Upvote:8
Perhaps the best way to think of this question is to recognize that there are roughly three ways to think about right/legitimacy, which correspond to the angle of one's approach: the state, domestic stakeholders, and the international community. Each of these are considered below. We should also recognize the difference between a "claim" to legitimacy, and whether or not we, looking back, hold those those claims to be legitimate. I don't touch on the latter, which will quickly become mired in debates over either nationalism or international law.
The State
The new pro-independence forces, as of 1945, rarely articulated their legitimacy in terms of a "successor state" or international legal terms. They sought to describe a positive and creative project in the form of a national community, call it an imagined community if you like, of Indonesia that encompassed a diverse group of people. Call this, if you like, "the right to speak on behalf of a people" that dates back to ideas of self-determination in the lead up and aftermath of World War I. This found concrete form in the famous 17 August, 1945 independence proclamation, after negotiations between the nationalist leaders Sukarno, Hatta and others, and possibly some of the Japanese officers who may have been present. It referred only to the "people of indonesia" in vaguest terms, which concealed the divisions and diversity which would remain a challenge to come. The authority of this claim was based on the perceived broad representation of various communities in the various youth and other political organizations active at time who recognized the leadership of Sukarno and Hatta.
Domestic Contenders
This "right to speak upon behalf of the national community" of course is always a threatened and negotiated thing. There was not one vision of Indonesia, but many. Some of these were manifested in the political dreams of the major nationalist/political/religious organizations including the Sarekat Islam, the Muhammadiyah, the Communist Party of Indonesia, and the Nationalist Party of Indonesia). Each had different conceptions of what the community represented, why its constituent members were indeed members, and what role they were to play. See Bertrand's Nationalism and Ethnic Conflict in Indonesia for more on these varying visions. Some of these, especially religious movements such as Darul Islam in West Java, and others in Aceh, Sulawesi, etc. continued to seek out contending separatist nations.

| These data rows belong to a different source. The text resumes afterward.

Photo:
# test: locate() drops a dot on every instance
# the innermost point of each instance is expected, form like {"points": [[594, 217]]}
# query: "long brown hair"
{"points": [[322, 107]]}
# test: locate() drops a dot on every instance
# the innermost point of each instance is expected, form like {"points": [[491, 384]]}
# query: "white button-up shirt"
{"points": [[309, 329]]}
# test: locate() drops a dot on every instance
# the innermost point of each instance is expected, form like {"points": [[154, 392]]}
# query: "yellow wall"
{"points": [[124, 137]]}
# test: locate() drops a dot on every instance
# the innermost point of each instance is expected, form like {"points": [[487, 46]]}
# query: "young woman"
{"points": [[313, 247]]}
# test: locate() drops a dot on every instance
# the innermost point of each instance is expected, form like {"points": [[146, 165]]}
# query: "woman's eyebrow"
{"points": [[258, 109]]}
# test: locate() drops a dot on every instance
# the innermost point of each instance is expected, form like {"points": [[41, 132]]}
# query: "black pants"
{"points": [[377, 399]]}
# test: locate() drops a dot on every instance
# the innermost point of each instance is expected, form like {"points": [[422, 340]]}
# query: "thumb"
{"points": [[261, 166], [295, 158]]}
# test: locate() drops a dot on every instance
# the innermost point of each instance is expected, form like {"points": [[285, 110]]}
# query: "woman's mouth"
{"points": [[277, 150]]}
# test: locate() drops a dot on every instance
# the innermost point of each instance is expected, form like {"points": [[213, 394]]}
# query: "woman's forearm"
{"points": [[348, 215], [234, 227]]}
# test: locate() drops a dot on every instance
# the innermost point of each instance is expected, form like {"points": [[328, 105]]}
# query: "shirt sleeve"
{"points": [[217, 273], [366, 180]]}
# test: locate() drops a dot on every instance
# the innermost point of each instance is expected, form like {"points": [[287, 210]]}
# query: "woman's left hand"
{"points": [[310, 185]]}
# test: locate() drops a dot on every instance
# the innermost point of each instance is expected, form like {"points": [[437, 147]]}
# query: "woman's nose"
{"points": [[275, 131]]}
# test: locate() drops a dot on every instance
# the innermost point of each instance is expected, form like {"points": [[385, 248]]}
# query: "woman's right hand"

Most interestingly and dangerously for the idea of a specific Indonesian nation were competing visions of various levels of Malayan-Indonesian unity, even larger in scope than the already complex mix of communities that fell under an Indonesian nation. See first half of Joseph Chi Liow's Politics of Indonesia-Malaysia Relations: One Kin, Two Nations.
The International Community
Of course, at the end of the day, it is the recognition of nations by an international community, or at least, the claims which are formulated in a way that operates on this level, which has huge repercusions for treaties, trade, and feeds back into domestic legitimacy.
The Dutch actively tried to dispel the idea of a single national Indonesian community by promoting competing states of Pasundan, Madura, and the "Great Dayak" and towards the end leading up to 1949 tried to create a federal system but following independence most of these actually supported their own dissolution into a unified republic (I'm summarizing Bertrand, p32). As in many post-colonial cases, the most important exception being partition in India in 1947, it was easiest for the international community to recognize the most powerful post-colonial contender and ignore call for recognition from separatists unless there was a compelling political justification to recognize holdouts.